New Delhi, May 24 (IANS) The most sought after street food vends and regional cuisines – both from the old walled quarters and busy new bazaars of the metropolis – have for the first time come under one roof at their spiffy new address in south Delhi.
The brand new Food Chowk is spread across 18,500 square feet at the DLF Mall in Saket.
At the customer’s service is the Prince Paan – the popular betel kiosk from Greater Kailash – and King’s Kulfi from the Laxminagar market with their state-of-the-art interactive kitchen counters and smartly attired crew to cater to individual demands.
Jostling for attention at a stone’s throw lies Karim’s – the capital’s oldest and perhaps the best Muslim eatery from Jama Masjid, if the number of awards are anything to go by.
Diagonally positioned is Nizam’s, followed by the south Indian Sagar Ratna, Hyderabadi’s and Maharashtra Food from Dilli Haat; Kathi’s from Saket, Sabras from Jasola and Depaul’s from Connaught Place.
A Indian-Chinese vend Chowamee, an all-India chaat (mix fruits and vegetables) counter, Salad Chef, a salad bar from Vasant Vihar, a ‘parantha’ (Indian fried bread) enclosure from Chandni Chowk’s Paranthe Wali Gaali – the old capital’s official bread street – and Bijoli Grill from Kolkata adds to the funky nature of the spread.
‘Moti Mahal, Nirula, Rajdhani and Nathu’s will soon join the gang with their Indian platters, sweetmeats and ice-creams,’ said Arindam Kumar, vice-president (mall management) of DLF, pointing to empty enclosures which will begin operations next week.
The Food Chowk currently has 27 food stalls spread across 32 kiosk spaces.
Since the Food Chowk threw open its doors to people May 15, ‘Prince Paan and King’s Kulfi have been the highest grossers followed by Nizam’s and Karim’s’, divulged Kumar.
While Prince rolls almost all conceivable variety of Indian betel leaves with traditional aromatic condiments in regional styles amid a sterile germ-free ambience, King’s offers a fiesta of ‘malai kulfi’ in two broad categories – traditional and fusion.

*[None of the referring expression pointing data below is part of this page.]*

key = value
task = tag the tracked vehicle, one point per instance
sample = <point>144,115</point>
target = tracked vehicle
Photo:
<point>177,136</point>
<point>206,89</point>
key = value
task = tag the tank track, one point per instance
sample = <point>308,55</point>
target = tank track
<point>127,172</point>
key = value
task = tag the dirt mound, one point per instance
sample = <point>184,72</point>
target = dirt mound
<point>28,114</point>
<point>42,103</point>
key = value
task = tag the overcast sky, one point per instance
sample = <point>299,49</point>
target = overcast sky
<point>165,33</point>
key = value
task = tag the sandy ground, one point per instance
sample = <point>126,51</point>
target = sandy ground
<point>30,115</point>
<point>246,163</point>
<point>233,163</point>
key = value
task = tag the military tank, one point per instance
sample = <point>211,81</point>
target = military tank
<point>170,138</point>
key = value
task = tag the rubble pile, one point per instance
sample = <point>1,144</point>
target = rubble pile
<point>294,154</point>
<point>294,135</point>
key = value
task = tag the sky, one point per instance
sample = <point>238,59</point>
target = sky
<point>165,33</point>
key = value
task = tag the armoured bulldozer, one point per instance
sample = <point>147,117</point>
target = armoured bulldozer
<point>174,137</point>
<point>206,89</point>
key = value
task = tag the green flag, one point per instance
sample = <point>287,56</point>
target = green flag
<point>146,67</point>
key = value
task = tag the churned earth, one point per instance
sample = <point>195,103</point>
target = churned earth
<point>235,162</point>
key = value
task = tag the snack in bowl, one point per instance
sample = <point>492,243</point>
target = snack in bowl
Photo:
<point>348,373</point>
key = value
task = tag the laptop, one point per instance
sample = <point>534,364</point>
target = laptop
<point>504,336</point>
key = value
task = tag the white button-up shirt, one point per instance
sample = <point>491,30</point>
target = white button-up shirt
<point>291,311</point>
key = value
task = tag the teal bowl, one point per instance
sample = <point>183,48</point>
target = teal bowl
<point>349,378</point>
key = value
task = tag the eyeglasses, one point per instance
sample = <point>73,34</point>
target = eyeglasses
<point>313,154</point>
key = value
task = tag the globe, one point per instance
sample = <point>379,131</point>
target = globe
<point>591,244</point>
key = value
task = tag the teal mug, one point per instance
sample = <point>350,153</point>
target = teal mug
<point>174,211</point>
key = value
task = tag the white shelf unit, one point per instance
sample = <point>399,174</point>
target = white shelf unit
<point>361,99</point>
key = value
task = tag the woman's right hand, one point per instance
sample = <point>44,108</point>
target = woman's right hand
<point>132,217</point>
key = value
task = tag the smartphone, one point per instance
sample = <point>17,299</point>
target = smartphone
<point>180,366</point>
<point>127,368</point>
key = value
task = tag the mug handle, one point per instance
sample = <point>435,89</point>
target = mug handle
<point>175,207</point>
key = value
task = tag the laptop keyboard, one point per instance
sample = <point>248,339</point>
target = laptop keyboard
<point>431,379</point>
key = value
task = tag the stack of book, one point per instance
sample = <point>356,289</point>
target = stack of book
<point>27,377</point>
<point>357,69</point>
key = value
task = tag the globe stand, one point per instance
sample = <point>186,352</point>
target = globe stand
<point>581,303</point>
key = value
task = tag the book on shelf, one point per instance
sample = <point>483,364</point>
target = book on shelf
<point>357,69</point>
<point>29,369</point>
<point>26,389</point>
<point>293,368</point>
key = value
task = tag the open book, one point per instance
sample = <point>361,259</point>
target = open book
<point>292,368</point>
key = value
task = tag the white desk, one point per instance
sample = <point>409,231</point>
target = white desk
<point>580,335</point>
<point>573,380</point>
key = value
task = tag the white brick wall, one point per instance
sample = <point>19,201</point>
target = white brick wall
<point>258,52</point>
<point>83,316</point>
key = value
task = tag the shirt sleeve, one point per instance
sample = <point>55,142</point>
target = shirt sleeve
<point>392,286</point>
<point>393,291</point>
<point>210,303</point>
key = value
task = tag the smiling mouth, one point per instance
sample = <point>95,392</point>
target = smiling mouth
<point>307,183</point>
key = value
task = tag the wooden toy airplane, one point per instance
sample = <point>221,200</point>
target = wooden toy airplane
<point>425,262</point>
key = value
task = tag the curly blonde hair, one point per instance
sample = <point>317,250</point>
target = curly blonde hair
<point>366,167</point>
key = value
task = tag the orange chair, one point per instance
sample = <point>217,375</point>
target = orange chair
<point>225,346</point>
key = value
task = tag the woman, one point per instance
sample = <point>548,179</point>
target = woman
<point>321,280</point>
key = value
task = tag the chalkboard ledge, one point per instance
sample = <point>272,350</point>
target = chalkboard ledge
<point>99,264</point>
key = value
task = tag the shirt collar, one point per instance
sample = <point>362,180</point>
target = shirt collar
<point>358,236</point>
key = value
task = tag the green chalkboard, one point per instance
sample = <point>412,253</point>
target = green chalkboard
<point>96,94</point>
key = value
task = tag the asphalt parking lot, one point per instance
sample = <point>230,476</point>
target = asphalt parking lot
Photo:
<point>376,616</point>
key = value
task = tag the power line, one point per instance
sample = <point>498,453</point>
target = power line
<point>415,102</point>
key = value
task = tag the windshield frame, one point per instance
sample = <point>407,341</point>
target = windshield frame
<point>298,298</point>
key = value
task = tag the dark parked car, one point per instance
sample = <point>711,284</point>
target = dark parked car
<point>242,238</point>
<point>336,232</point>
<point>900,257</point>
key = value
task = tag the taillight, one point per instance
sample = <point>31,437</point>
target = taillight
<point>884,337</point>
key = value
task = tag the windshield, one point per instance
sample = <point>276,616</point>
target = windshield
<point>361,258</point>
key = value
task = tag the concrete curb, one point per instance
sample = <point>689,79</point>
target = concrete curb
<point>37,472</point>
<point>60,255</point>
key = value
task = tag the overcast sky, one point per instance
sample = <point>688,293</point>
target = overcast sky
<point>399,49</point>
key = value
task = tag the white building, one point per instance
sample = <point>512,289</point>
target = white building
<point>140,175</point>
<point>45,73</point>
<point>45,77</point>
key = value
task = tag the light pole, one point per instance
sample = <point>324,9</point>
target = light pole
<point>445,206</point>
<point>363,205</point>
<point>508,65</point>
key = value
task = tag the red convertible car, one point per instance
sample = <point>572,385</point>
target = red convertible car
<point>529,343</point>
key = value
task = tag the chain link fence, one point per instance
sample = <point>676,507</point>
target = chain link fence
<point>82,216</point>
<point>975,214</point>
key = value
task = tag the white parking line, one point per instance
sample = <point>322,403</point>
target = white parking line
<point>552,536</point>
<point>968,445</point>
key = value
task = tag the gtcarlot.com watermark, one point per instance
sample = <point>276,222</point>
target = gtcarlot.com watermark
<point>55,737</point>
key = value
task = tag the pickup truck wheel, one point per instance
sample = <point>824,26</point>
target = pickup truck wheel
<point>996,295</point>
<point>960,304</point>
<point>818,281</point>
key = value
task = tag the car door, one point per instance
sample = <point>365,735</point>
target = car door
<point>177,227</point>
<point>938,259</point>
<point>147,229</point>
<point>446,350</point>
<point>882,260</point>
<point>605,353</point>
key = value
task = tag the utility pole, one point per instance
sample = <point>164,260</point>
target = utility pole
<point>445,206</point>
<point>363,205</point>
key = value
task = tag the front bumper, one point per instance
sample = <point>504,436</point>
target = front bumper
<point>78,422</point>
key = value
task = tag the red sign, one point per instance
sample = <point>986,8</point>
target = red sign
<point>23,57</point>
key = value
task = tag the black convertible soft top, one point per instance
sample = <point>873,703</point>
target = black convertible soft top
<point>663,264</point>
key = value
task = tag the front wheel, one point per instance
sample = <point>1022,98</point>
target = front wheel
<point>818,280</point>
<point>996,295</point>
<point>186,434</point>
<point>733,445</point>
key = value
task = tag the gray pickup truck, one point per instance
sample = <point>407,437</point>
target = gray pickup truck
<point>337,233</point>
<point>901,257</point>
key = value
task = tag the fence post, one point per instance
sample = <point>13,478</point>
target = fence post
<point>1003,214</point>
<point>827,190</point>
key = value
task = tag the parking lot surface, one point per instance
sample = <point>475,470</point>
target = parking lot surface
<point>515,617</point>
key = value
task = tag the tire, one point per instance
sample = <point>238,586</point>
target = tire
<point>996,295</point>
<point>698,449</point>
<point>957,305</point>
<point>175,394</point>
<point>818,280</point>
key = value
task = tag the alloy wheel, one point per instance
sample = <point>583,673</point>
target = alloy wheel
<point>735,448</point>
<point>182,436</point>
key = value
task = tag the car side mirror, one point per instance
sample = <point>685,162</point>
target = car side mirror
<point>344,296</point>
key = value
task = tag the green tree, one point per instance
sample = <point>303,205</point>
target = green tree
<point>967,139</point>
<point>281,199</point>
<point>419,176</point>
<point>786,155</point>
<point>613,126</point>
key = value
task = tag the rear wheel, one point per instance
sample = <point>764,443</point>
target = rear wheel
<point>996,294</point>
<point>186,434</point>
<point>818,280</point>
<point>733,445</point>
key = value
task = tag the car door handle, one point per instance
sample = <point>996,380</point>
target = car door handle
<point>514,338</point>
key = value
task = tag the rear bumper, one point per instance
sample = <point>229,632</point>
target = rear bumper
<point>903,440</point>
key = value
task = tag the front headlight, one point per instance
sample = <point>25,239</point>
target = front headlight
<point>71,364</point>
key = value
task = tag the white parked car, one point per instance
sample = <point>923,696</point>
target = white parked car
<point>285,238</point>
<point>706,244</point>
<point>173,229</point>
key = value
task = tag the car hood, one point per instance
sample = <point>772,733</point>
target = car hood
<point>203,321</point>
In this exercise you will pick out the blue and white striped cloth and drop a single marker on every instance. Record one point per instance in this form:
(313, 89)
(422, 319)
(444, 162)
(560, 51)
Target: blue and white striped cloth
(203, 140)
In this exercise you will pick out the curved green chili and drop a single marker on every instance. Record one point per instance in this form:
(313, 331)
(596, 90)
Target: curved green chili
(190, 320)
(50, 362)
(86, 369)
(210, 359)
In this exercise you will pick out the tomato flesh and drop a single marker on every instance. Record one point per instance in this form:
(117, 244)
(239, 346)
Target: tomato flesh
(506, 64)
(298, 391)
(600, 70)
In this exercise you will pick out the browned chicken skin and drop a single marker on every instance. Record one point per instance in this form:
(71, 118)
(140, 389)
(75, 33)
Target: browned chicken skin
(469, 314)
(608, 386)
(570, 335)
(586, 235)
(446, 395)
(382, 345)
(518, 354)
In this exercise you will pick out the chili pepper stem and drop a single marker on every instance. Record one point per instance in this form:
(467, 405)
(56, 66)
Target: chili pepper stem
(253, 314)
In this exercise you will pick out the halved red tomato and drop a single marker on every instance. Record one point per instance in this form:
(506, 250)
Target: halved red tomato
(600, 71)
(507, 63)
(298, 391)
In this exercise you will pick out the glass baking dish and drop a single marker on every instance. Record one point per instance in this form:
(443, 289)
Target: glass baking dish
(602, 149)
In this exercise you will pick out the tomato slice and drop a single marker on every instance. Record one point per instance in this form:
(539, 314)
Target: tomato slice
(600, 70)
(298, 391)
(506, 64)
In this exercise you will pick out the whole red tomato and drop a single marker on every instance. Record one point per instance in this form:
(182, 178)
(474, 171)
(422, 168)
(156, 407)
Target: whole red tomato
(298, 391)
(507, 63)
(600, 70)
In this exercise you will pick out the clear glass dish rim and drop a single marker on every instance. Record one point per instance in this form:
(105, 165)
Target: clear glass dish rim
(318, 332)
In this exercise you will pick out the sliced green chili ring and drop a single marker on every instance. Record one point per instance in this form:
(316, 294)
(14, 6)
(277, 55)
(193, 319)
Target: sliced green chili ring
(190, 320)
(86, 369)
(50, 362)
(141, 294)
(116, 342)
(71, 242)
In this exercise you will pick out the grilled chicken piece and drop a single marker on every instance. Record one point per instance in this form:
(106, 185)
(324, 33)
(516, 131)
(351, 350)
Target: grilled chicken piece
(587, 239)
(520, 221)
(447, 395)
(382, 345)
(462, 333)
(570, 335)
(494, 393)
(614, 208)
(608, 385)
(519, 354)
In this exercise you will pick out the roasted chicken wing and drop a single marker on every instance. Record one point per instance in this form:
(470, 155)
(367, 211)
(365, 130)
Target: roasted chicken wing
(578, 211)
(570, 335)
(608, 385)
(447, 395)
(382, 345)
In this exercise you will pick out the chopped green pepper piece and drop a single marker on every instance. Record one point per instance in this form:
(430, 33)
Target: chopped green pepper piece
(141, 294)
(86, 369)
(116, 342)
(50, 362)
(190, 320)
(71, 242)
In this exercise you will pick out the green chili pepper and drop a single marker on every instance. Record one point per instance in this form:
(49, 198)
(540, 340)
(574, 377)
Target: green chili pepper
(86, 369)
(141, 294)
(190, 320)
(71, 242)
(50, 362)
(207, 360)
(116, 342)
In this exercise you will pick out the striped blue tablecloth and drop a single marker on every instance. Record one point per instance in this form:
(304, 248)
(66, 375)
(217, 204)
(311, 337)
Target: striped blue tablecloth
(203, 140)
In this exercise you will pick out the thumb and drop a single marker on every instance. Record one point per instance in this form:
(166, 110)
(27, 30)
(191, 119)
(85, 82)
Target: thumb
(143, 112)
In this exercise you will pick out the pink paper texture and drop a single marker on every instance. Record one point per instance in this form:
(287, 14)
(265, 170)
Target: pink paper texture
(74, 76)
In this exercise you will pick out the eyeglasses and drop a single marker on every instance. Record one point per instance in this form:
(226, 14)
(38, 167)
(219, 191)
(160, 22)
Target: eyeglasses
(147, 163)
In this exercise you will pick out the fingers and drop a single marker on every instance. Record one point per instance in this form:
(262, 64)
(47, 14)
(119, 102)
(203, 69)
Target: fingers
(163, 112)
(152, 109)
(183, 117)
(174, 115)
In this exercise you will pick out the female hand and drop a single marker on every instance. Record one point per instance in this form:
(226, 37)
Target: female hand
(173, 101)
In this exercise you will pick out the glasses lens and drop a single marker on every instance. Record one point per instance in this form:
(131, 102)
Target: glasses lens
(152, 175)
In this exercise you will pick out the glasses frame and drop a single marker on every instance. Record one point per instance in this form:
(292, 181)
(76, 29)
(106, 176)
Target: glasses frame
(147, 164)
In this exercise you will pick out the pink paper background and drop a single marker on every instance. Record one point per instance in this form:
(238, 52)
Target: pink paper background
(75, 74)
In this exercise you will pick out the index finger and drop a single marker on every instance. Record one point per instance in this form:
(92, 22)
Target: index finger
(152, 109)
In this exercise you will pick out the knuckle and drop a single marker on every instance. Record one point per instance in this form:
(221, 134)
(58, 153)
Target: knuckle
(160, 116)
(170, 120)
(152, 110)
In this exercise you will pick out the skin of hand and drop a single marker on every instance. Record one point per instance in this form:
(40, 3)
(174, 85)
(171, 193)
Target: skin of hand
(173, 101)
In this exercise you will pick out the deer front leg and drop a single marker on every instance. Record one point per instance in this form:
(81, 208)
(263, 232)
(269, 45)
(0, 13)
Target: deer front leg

The icy malai (frozen milk) sticks tout flavours as exotic as ‘gulab, paan (betel), mangoes, tutty-fruity and strawberry’.
‘We are projecting a daily turnover of Rs.400,000. This is the first time the best of Delhi’s street food and regional cuisine represented by reputed brands have been brought under one roof for easy and safe access,’ Kumar said, between mouthfuls of ‘chicken kabiraji cutlet’, a fried egg-and-chicken delicacy from Bengal.
The cutlet is a signature food of the Bijoli Grill, one of Kolkata’s fastest moving take-away catering facilities that has acquired a pan-Indian standing. It has established many vends in Delhi too.
The eatery, known for its varieties of batter-fried fish, has modified its menu to bring a slice of old Bengal to Delhiites at the Food Chowk.
‘We have created a traditional Bengali ‘thaali’ (plate) with recipes sourced from the old homes of Kolkata. We serve it in copper-and-brass ware for the authentic Bengali gourmet experience,’ a senior chef at the Bijoli Grill counter said.
The spread comprises ‘ghee-bhaat, plain rice, spicy lentils, mixed vegetables cooked Bengali style, kosha (dry and curried) mutton, Bhetki Paturi (sweet water bhetki fish rolls), tomato chutney (sweet tomato dip), papad (dry gram and lentils wafers) and misti doi (sweet yoghurt)’.
But one can always begin a traditional Bengali meal with a glass of cool kokum (a sweet and tangy fruit drink) from Maharashtra – the bestseller from the Maharashtra Food.
The 17-year-old Marathi eatery run by Vaishali Garge and her mother is known for its coolants (cooling sherbets), ‘thepla’, ‘pav bhaji’ and ‘puri-Shrikhand’.
But no meal – priced reasonably between Rs.250 and Rs.500 for two – at the Chowk is complete without a balmy malai kulfi (in iced sticks) and ‘paan’ from the counters.